Denise, I want to move attention back to the table in front of us, which has got your ADHD item on it, which is a DVD of Real Housewives. Right. And I want to hear your explanation as to why that's your ADHD item. Well, to be honest, I was confused when you asked for my ADHD item. So first of all, before I embarrass myself, tell me what you exactly mean by an ADHD item.
So anything that represents how ADHD has showed up in your life, and I suppose the best way to do it is probably to pull some examples from the showcase of other items behind me. So my item is a washing machine, because for me, I always forget my laundry and my machine, which is obviously a bigger representation of general memory loss and forgetting my reusable shopping bags and all sorts of stuff. Time, so this was my team of cuttons, time being
general lateness or earlyness, or time blindness, ice, ice baths was a neuroscientist who, his item was ice because ice he thinks is the biggest tool for improving focus with ADHD. Paul Whitehouse and Minna was a stick of dynamite, which is above you, because she has a very explosive character, which is her words, which again is a byproduct of the RSD and we were discussing.
Mine is more venturing towards the DVD version of the ice bath. When I find myself spiraling, some people would have an ice bath. Some people would have a massage, I do love a massage, but some people would do all these other things. I will immerse myself in an episode of The Real Housewives. And somehow the chaos in their life
makes mine pale into insignificance, and it calms my mind. So on a superficial level, I love everything bravo.
And in fact, we had Andy Cohen on the show a couple of weeks ago. And for those who don't know, Andy Cohen is the sort of chief head honcho of Bravo Television. He is responsible for all of the Real Housewives. He does all of the reunion shows. He has a show called Watch What Happens Live. And he gets together all the Medgar Stars in the world, like Jennifer Lawrence and Julia Roberts, everything who are all Housewives obsessed. And he came on the show. You could not have got the biggest A-list director in the world.
and I would have not been happier than when Andy Cohen was on. And it was so exciting to me, and he was everything I wanted, I wanted him to be. But there is something about this part of me that is, well, I'm hypocritical about loads of things, I don't really, I'm a hypocrite about loads of things, but
I mean, I don't like bitchy aggressive women, like I've said, right? And you can't get a bigger bunch of bitchy, you know, sometimes aggressive women. Many just forthright. They're all trying to live the life of multimillionaires, and often we know that they're probably in debt as much as anybody else, just on a much bigger level, trying to keep up these lifestyles. They are all for conflict.

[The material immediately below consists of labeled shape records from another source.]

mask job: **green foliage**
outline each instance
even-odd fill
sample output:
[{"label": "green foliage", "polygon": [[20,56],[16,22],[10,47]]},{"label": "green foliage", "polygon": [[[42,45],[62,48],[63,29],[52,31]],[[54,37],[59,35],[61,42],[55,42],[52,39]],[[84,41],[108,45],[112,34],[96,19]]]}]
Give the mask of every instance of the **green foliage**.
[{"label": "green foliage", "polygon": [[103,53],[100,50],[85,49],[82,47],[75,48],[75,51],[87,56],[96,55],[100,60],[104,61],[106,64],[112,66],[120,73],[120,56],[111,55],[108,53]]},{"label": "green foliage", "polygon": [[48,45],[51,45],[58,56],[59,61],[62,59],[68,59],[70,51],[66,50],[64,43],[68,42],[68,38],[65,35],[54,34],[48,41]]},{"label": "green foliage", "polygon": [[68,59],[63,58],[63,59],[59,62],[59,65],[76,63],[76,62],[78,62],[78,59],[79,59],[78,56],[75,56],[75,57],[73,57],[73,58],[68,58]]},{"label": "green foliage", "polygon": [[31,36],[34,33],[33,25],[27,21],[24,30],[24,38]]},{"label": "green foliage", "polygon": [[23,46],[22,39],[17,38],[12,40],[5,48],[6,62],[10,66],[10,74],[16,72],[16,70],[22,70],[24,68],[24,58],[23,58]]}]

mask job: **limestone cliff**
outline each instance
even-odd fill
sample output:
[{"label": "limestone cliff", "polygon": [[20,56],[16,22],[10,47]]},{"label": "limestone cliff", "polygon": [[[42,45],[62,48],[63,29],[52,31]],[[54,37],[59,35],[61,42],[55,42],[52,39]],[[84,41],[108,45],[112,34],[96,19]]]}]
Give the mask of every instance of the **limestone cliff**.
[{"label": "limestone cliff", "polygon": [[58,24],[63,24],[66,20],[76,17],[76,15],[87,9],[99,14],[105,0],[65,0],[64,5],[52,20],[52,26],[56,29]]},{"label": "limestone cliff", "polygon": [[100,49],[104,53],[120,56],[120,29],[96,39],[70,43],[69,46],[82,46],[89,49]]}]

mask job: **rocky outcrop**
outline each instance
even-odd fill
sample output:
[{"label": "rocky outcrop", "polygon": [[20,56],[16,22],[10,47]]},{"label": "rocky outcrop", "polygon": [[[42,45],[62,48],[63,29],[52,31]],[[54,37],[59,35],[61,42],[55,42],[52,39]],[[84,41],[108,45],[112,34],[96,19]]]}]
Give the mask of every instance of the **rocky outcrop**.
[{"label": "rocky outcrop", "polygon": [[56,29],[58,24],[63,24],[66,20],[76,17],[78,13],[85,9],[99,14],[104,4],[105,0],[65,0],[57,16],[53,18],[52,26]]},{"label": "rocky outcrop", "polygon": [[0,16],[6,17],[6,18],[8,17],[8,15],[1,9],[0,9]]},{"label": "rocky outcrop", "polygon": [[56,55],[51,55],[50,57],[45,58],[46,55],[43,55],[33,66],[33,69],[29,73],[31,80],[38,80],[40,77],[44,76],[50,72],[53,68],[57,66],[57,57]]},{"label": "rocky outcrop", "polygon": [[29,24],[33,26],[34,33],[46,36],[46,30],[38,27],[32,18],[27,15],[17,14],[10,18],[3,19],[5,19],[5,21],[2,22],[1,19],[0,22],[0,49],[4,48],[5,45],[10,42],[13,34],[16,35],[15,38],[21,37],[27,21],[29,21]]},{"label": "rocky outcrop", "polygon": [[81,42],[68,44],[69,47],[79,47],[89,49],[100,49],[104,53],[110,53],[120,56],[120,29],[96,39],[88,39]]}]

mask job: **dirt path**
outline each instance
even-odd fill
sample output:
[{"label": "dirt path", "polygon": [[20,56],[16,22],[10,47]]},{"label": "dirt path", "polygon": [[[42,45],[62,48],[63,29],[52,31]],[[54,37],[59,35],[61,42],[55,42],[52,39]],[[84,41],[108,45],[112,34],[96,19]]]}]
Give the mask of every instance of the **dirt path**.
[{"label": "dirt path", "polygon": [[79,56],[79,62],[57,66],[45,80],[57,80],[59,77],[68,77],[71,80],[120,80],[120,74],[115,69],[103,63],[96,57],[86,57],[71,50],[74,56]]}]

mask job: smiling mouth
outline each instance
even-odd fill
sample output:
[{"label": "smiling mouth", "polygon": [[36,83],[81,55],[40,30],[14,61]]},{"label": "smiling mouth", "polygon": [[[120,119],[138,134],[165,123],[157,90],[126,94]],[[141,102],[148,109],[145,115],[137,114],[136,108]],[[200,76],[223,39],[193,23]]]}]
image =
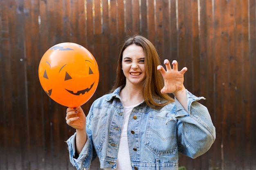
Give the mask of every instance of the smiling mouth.
[{"label": "smiling mouth", "polygon": [[132,72],[132,73],[130,73],[131,75],[139,75],[140,74],[141,74],[141,73],[139,73],[139,72],[136,72],[136,73],[134,73],[134,72]]},{"label": "smiling mouth", "polygon": [[67,91],[70,93],[72,94],[72,95],[79,96],[80,95],[80,94],[84,95],[85,92],[88,92],[88,91],[89,91],[91,90],[91,89],[92,89],[92,86],[93,86],[94,84],[94,83],[92,83],[92,84],[91,85],[91,86],[90,88],[85,88],[85,89],[82,90],[81,91],[78,91],[76,93],[74,93],[74,91],[70,91],[65,88],[65,90],[66,90]]},{"label": "smiling mouth", "polygon": [[[72,94],[72,95],[79,96],[80,95],[80,94],[84,95],[85,92],[88,92],[88,91],[89,91],[93,86],[94,84],[94,83],[92,83],[92,84],[91,85],[91,86],[90,88],[85,88],[85,89],[82,90],[81,91],[78,91],[76,93],[74,93],[74,91],[70,91],[65,88],[65,90],[66,90],[68,92]],[[45,91],[45,92],[46,94],[48,95],[48,96],[50,96],[51,95],[52,95],[52,89],[51,90],[49,90],[49,91],[48,91],[48,92],[47,91]]]}]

You sign the contract. It's no, don't just say privately to Alex, say exactly what you fit. That's how you remain a housewife and that's how you get the books and how you be on these shows. And there's something about that that calms my head down.
It's trite. It's not important to my life. It's mindless entertainment. And again, I love these women. I've known to some of them now. I know the cast of Vanderpump rules and I love. I'm so obsessed with Bravo television and I have Bravo friends. But the whole thing of reality television, and especially the housewives, is just that it's polar opposite about how I live my life.
Seeing another thing talking about the sensitivity and about being upset because the woman at the supermarket said, you know, you pushed in in front of me, how they live their lives, having such conflict. And then they move on, that's their phrase, they move on. So it's kind of like, I feel like I'm learning a bit about how they move on from this conflict.
because I can't do that. And so it's my, if I feel overwhelmed and I get the thing about ADHD for me, which has made me understand it more, is my being overwhelmed by my new tie. So big things like a health problem in the family, and I'm talking about health problem in the wider family of my in-laws and stuff. Lincoln isn't great with health things.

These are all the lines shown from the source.